Wednesday, November 18, 2009

Does the Public Library Have the Right?

Today I came across a story about a book challenge in a public library in Kentucky. The scary part? It was a library staffer challenging the book. The situation is this: A library staffer in a county public library in Kentucky came across the graphic novel The League of Extraordinary Gentlemen, Volume IV: The Black Dossier in children's/YA section of the library. She felt that it had way too many sexual situations and was not suitable for children, so she took it to her director who disagreed and put the book back into circulation. Her next step to stop children from checking out the book was to check it out herself, and keep renewing it. This was working fine for almost a year until she went to renew it on September day and discovered that an 11 year old girl had requested the book. The library employee was so distressed that a child would want to read what she considered inappropriate material that she asked a colleague to override the hold (can we say invasion of privacy?!?!). The director found out about this and both women were fired from the library. You can read more about the story here.
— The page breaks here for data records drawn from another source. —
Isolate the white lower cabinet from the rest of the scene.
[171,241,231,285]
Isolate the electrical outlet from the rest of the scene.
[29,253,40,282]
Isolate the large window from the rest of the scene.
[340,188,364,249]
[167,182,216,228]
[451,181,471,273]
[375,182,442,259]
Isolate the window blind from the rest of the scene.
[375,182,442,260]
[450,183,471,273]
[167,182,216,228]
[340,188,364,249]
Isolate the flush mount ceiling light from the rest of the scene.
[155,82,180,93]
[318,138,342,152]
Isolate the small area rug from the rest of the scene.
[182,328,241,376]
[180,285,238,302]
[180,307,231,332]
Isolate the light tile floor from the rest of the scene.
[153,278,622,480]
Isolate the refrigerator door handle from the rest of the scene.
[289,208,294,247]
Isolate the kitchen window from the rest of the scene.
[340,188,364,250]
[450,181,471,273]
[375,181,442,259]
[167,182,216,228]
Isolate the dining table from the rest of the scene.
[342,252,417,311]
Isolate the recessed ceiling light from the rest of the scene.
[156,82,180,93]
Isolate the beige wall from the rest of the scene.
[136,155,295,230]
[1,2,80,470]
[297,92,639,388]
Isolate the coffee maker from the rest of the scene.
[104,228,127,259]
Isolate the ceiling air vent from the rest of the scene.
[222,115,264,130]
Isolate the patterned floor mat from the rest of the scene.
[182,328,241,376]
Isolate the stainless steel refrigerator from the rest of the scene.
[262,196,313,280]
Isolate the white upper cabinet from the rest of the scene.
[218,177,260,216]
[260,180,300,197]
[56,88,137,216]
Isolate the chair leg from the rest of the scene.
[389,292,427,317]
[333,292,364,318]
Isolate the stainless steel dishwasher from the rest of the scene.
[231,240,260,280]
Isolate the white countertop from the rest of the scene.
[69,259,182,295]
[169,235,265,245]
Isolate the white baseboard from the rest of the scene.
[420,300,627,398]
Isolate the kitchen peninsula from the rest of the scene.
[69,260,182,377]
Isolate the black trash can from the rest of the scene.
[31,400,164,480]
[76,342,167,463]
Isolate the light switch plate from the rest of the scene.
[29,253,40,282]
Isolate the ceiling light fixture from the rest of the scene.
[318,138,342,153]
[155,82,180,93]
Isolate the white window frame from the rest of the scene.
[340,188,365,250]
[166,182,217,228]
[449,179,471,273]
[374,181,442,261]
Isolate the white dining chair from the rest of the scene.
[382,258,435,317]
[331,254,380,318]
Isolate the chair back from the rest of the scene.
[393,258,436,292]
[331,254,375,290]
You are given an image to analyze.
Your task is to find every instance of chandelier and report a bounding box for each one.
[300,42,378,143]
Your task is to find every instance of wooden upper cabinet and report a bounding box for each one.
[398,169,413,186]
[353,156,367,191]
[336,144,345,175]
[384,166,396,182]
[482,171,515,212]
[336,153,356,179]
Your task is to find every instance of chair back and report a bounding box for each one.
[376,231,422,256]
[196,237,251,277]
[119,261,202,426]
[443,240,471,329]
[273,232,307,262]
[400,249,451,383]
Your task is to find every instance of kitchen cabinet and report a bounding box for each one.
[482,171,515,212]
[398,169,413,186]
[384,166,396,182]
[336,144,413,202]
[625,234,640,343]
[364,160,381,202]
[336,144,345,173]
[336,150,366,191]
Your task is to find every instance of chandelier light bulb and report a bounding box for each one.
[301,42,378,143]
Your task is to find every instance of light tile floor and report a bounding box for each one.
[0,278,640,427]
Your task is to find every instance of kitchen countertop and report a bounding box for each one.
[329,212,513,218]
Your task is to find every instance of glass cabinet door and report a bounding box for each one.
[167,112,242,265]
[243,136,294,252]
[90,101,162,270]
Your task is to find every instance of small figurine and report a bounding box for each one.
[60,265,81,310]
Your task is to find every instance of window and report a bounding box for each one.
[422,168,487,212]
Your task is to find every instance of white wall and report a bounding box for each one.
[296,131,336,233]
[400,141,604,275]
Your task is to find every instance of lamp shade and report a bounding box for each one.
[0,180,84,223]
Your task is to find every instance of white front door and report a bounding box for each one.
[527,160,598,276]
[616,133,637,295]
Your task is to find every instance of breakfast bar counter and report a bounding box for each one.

I obviously find a number of things were distressing about this story. But the worst thing (to me) is that this woman took it upon herself to decide what is appropriate or inappropriate for children. Who gave her this right? No one, that's who. It is not up to the library, or the school, or the teacher, or the general public to decide what is or what is not okay for your child to read. The only person who can make that decision is the parent of the child in question. Another thing: the book in question had been purchased for the library, which means that it was reviewed and someone made a decision to buy it knowing that it was going in the children's/YA section. It also survived the first removal attempt by the library worker when the director had it put back on the shelf. If there had been a real concern, the book would have not survived this process.

Do you think this library worker crossed the line? She and another colleague were fired for accesses records and removing a hold request on the book. Do you agree with the library board that firing these women was the right thing to do? I do, but I want to hear your opinion!

1 comment:

  1. Yes, I think it was the right thing to do to fire them. They don't have the right to force their values on the public. It's also kind of funny she targeted that one random book when the shelves are probably filled with material she would consider "inappropriate."